Strawberry Scones
Source of Recipe
by Laurel, from Jennifer A. Wickes, Pine Beach, NJ (Cooking Pleasures, Cooking Club of America)
List of Ingredients
Scones:
2 cups all-purpose flour
1/3 cup plus 1 tablespoon sugar
2 teaspoons baking powder
1/4 teaspoon salt
1/3 cup unsalted butter, chilled, cut up
1/4 cup heavy whipping cream
1/4 cup buttermilk
1 egg
1 teaspoon vanilla extract
1/2 cup sliced strawberries
Egg Glaze:
1 egg
1 tablespoon heavy whipping cream
Recipe
Heat oven to 375°F. Line baking sheet with parchment paper or spray with nonstick cooking spray.
In large bowl, stir together flour, 1/3 cup of the sugar, baking powder, and salt.
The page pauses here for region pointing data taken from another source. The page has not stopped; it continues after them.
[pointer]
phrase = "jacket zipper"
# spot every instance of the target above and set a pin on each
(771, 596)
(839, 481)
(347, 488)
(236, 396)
With pastry blender or 2 knives, cut in butter until mixture resembles coarse crumbs with some pea-sized pieces.
In small bowl, whisk together 1/4 cup cream, buttermilk, 1 egg and vanilla. Make well in center of flour mixture. Add buttermilk mixture; stir until dough forms. (Dough will be sticky; do not overmix.) Gently stir in strawberries.
On lightly floured surface, gently knead dough with floured hands 10 seconds or until smooth ball forms. On baking sheet, pat dough into 7-inch round (1 inch thick). Cut into 8 wedges. Brush off any excess flour. In small bowl, whisk together all egg glaze ingredients. Brush over tops of scones; sprinkle with remaining 1 tablespoon sugar.
Bake 15 to 20 minutes or until golden brown and toothpick inserted in center comes out clean. Cool completely on wire rack.